Tuesday marked 125 years since the birth of Kurt Landauer, long-serving Bayern President and one of the visionary forces in German football at the time of the Weimar Republic. Maccabi München and the protestant Reconciliation Church held an event in Landauer's honour at Dachau concentration camp memorial site. Bayern chairman Karl-Heinz Rummenigge, board director Karl Hopfner and vice-president Prof. Dr. Fritz Scherer attended the event.
Landauer, born into a Jewish trading family on 28 July 1884 in Planegg, served as Bayern President four times between 1913 and 1951. In 1938, he spent two months in Dachau, but was released and emigrated to Switzerland the following year. He returned after the war and resumed the club presidency in 1947. With Landauer at the helm, FCB beat Eintracht Frankfurt 2-0 in 1932 to claim a maiden German championship.
Believer in youth
Landauer played for Bayern as a youth from 1901, but soon left Munich to train as a banker in Lausanne. Landauer concluded his apprenticeship in Florence, before returning to Munich in 1905. He was elected FCB President for the first time in 1913, but the outbreak of hostilities in World War I forced him to quit the position.

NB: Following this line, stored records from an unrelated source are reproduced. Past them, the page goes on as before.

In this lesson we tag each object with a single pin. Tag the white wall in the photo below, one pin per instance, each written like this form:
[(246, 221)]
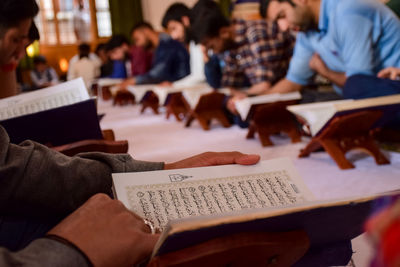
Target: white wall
[(153, 10)]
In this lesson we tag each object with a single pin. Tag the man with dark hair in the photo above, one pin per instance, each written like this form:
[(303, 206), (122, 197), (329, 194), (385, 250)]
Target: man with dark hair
[(337, 39), (170, 58), (13, 42), (118, 66), (177, 23), (42, 75), (85, 67), (256, 53)]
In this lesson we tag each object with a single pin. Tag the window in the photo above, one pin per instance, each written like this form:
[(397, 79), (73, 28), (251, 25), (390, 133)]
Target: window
[(103, 18), (66, 22)]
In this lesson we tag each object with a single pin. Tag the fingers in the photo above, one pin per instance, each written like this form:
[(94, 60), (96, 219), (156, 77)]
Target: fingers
[(225, 158), (384, 73), (394, 74), (389, 73), (248, 159)]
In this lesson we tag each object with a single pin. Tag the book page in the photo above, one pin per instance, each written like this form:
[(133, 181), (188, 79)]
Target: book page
[(192, 96), (163, 196), (368, 102), (317, 114), (103, 82), (243, 106), (163, 92), (64, 94)]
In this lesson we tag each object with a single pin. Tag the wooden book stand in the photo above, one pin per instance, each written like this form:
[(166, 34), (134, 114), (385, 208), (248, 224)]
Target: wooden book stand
[(123, 97), (210, 107), (106, 93), (347, 132), (151, 101), (270, 119), (107, 145), (176, 106), (244, 249)]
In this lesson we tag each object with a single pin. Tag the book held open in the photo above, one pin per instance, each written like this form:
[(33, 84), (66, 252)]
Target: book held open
[(244, 106), (162, 196), (63, 94), (318, 115), (194, 205)]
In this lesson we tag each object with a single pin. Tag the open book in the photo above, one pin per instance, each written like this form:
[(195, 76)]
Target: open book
[(244, 106), (139, 91), (64, 94), (57, 115), (318, 115), (192, 97), (195, 205)]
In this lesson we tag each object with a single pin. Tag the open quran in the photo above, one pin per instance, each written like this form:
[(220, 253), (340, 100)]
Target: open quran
[(318, 115), (191, 206), (55, 116)]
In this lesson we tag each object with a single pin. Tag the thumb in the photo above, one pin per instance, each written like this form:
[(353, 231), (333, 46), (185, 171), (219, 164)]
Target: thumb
[(246, 159)]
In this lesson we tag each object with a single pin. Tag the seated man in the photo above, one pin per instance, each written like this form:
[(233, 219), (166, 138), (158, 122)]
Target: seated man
[(43, 75), (338, 39), (256, 53), (118, 65), (39, 187), (85, 67), (170, 59), (176, 22)]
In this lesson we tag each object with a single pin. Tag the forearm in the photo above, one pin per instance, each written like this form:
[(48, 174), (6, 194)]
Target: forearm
[(36, 180), (285, 86), (42, 253)]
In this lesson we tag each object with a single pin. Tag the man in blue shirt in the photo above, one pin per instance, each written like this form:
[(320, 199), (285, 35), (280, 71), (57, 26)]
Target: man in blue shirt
[(337, 39), (171, 60)]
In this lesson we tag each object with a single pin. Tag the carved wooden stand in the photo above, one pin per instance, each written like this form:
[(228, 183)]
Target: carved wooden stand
[(244, 249), (210, 107), (106, 145), (347, 132), (150, 100), (123, 98), (176, 106), (270, 119)]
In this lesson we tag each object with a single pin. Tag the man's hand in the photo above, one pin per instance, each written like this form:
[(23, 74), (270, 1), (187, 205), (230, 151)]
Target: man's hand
[(390, 73), (124, 85), (165, 84), (318, 65), (108, 233), (236, 96), (213, 159)]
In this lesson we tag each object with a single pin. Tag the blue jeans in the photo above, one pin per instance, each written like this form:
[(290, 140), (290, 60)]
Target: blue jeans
[(366, 86)]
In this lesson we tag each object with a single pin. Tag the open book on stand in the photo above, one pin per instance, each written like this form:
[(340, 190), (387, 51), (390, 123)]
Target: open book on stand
[(318, 115), (244, 106), (194, 205), (55, 116)]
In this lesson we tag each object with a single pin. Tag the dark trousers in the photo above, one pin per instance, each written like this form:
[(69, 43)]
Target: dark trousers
[(17, 233)]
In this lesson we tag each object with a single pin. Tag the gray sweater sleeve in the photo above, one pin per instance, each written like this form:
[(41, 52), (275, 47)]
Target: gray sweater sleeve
[(35, 180), (43, 253)]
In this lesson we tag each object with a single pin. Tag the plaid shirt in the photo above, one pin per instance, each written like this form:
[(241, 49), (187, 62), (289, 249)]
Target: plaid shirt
[(262, 54)]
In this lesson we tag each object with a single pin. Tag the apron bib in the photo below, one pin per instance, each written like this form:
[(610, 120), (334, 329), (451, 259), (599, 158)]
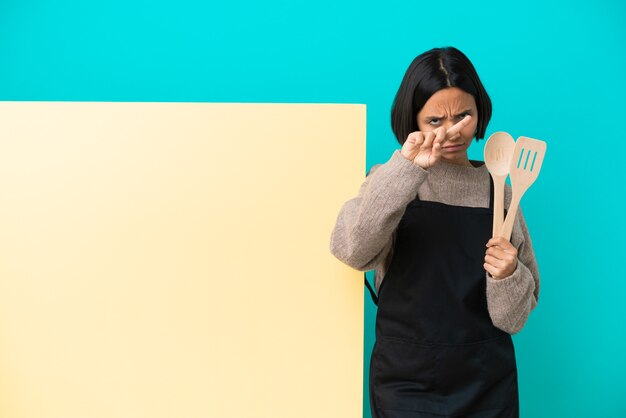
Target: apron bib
[(437, 352)]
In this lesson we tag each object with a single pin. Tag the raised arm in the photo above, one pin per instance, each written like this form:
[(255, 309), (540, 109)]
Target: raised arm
[(511, 299)]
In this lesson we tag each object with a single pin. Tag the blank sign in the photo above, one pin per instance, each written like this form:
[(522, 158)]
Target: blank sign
[(172, 260)]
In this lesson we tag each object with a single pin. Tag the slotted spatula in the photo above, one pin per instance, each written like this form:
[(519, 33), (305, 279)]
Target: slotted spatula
[(525, 166)]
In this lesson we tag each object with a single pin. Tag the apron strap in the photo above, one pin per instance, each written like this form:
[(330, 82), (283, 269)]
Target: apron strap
[(369, 287)]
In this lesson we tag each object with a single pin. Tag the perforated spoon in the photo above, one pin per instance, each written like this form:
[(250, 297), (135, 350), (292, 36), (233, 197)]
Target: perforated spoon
[(525, 166), (498, 152)]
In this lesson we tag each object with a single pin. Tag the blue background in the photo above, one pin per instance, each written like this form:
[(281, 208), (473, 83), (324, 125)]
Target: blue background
[(554, 71)]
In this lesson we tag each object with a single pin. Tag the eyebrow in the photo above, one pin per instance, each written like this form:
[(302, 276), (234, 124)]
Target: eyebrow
[(441, 117)]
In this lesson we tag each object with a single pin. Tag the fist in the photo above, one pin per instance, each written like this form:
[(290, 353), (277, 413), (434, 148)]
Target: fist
[(500, 258)]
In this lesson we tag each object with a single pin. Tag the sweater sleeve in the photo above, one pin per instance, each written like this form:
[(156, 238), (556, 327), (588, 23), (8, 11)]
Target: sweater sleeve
[(511, 299), (362, 235)]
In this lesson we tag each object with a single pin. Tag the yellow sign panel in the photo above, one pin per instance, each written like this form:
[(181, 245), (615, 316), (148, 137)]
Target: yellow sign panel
[(172, 260)]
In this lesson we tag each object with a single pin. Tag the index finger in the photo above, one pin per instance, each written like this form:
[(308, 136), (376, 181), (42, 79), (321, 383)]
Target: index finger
[(460, 125)]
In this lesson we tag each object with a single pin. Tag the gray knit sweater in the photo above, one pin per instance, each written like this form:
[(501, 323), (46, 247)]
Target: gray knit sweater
[(364, 232)]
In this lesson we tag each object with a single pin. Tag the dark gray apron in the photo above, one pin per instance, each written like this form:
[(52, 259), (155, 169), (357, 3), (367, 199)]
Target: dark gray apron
[(437, 352)]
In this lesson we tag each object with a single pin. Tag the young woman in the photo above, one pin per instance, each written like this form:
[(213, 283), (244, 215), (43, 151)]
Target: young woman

After returning from active service, Landauer served a second spell as FCB President from spring 1919 until March 1933, with a one-year break in 1922. Fuelled by Landauer's ideas and energy, Bayern grew into an internationally renowned club. The President, who favoured investment in the team rather than the construction of a stadium demanded by a section of the membership, rates to this day as one of the founding fathers of the club's widely-admired youth policy.
Attacked by the Nazis
With the rise of National Socialism, Bayern were hit hard by the Nazi policy of 're-amateurising' German football, which had been moving towards professionalism in the preceding period. Bayern were one of the driving forces behind the development, but the Nazis condemned professional football as "a Jewish plot".
"For years now, this poison has been disseminated among the people with typical Jewish sleight of hand,“ one Guido von Mengden wrote in the NS-Sport journal. The Nazi authorities branded Bayern a "Jewish club“, even though only a small proportion of the membership hailed from a Jewish background.
33 days in Dachau
In the changed political circumstances, Landauer felt obliged to resign on 22 March 1933. Shortly afterwards, he was forced out of his job as a department head with publisher Knorr & Hirth, finding menial employment elsewhere with the Jewish-owned Rosa Klauber laundry firm.

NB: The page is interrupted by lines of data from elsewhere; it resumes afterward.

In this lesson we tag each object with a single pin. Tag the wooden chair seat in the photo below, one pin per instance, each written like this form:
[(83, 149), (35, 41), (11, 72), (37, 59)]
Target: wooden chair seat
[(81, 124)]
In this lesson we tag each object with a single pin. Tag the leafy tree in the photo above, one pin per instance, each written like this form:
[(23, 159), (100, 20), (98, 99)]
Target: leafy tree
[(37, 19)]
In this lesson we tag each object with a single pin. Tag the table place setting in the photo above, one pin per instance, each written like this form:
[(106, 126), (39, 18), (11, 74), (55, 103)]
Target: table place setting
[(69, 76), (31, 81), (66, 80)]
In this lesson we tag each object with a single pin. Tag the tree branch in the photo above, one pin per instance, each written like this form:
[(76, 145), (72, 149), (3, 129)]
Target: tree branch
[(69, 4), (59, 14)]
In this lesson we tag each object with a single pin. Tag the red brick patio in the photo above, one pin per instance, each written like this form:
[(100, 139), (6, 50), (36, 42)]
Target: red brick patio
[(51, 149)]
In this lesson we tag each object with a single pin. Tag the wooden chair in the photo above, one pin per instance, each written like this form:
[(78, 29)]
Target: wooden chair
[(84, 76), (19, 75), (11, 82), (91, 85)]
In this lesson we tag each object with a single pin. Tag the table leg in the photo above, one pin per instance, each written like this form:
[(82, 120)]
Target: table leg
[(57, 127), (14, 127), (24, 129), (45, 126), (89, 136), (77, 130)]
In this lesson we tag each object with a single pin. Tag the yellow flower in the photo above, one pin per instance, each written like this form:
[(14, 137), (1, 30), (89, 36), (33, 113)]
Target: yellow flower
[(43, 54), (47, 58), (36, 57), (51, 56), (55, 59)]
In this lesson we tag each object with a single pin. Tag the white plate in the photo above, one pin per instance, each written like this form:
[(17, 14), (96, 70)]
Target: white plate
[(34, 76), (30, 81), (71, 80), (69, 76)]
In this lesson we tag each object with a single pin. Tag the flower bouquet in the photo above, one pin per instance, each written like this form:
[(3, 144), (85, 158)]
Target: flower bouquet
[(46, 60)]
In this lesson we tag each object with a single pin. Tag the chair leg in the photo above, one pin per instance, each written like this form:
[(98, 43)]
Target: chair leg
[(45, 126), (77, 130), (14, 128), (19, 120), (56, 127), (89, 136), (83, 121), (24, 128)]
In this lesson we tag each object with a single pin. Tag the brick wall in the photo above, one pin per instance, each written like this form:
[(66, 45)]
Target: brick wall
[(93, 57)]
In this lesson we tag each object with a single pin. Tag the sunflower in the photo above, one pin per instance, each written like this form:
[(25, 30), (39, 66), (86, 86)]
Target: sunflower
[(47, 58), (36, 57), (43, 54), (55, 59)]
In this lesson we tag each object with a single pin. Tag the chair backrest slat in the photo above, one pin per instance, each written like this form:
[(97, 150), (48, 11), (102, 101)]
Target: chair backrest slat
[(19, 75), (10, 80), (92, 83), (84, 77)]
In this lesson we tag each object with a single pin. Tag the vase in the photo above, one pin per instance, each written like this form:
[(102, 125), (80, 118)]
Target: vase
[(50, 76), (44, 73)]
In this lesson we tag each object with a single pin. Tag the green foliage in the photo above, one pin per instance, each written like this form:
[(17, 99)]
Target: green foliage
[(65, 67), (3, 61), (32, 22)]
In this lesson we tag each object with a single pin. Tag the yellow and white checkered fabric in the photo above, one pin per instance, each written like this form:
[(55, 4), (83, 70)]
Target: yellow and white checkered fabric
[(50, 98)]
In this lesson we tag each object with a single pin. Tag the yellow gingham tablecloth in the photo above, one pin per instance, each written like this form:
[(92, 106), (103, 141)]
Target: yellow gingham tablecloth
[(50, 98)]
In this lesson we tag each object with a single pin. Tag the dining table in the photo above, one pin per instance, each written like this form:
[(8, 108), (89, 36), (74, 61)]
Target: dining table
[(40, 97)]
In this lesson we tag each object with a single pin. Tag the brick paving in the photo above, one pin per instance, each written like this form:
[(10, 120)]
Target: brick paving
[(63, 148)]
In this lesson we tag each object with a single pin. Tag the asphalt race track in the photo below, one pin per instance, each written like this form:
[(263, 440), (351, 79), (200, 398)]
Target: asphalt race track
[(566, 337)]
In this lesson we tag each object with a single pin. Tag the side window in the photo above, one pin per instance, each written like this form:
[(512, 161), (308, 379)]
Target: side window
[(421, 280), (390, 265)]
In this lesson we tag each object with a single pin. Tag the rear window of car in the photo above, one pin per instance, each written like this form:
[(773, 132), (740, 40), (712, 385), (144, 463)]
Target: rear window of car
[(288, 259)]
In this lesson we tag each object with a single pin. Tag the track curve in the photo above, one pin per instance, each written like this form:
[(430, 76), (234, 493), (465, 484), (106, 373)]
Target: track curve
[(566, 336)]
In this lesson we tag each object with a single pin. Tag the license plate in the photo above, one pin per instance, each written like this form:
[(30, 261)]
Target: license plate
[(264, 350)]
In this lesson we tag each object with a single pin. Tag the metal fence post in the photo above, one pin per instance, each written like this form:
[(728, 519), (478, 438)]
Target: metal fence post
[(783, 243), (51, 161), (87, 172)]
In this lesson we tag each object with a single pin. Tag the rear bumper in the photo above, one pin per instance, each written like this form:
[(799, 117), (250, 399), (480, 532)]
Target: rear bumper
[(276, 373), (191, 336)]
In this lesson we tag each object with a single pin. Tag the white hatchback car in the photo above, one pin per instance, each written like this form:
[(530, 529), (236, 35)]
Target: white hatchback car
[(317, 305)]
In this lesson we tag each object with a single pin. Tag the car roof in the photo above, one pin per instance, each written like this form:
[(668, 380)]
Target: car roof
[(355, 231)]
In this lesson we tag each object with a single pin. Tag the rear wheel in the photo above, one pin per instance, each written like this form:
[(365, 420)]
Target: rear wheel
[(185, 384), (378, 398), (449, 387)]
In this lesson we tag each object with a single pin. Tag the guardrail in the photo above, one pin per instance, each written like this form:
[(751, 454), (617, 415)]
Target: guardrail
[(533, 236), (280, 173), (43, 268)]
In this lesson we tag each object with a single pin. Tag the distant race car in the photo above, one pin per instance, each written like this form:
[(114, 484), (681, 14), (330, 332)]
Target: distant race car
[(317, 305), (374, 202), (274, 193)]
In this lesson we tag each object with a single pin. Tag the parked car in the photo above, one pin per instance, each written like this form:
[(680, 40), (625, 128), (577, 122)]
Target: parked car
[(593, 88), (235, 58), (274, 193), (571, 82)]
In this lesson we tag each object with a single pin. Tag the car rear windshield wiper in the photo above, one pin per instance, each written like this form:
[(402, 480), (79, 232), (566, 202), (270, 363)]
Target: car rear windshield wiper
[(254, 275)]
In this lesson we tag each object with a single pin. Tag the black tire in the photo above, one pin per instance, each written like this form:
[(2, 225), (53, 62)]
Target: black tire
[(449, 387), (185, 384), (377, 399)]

On the day after Kristallnacht, Landauer was arrested and sent to a concentration camp. He was registered at Dachau as prisoner number 20009. However, because he fought in the First World War, he was released 33 days later. Landauer emigrated to Switzerland on 15 March 1939. His siblings Dr. Paul Gabriel, Franz and Leo were murdered by the Nazis. A sister Gabriele was deported and remains officially listed as missing.
All for Bayern
Apart from Kurt Landauer, a further sister by the name of Henny was the only family member to survive the Holocaust. Henny Landauer and her lawyer husband Julius Siegel had fled to Palestine in 1934. Their son Uri Siegel, born in 1922, returned to Munich in the mid-1950s. Kurt Landauer's nephew is the last surviving member of the Landauer clan.
In June 1947, Kurt Landauer moved back to Munich. "For my uncle, there was only ever FC Bayern,“ Uri Siegel recalls. An item in Sport-Magazin announced: "Kurt Landauer, south German football pioneer, has returned from exile.“ Landauer was re-elected to the Bayern presidency in the same year, handing FCB a trump card in negotiations with the Allies and the new civic administration.
President until 1951
"Remaining faithful to the tradition of our club, we will continue to help and support your efforts,“ Landauer wrote to the occupying forces in a letter dated 20 April 1947. Just a week after the Nazis surrendered, the club had reminded new mayor Karl Scharnagl, himself a former concentration camp inmate, that "as a 'Jewish club', which refused to have a national socialist club leadership imposed upon us, we have been repressed by every possible means.“
Landauer's final term of office as Bayern President ended in 1951. Ten years later, on 21 December 1961, Landauer passed away in Munich at the age of 77.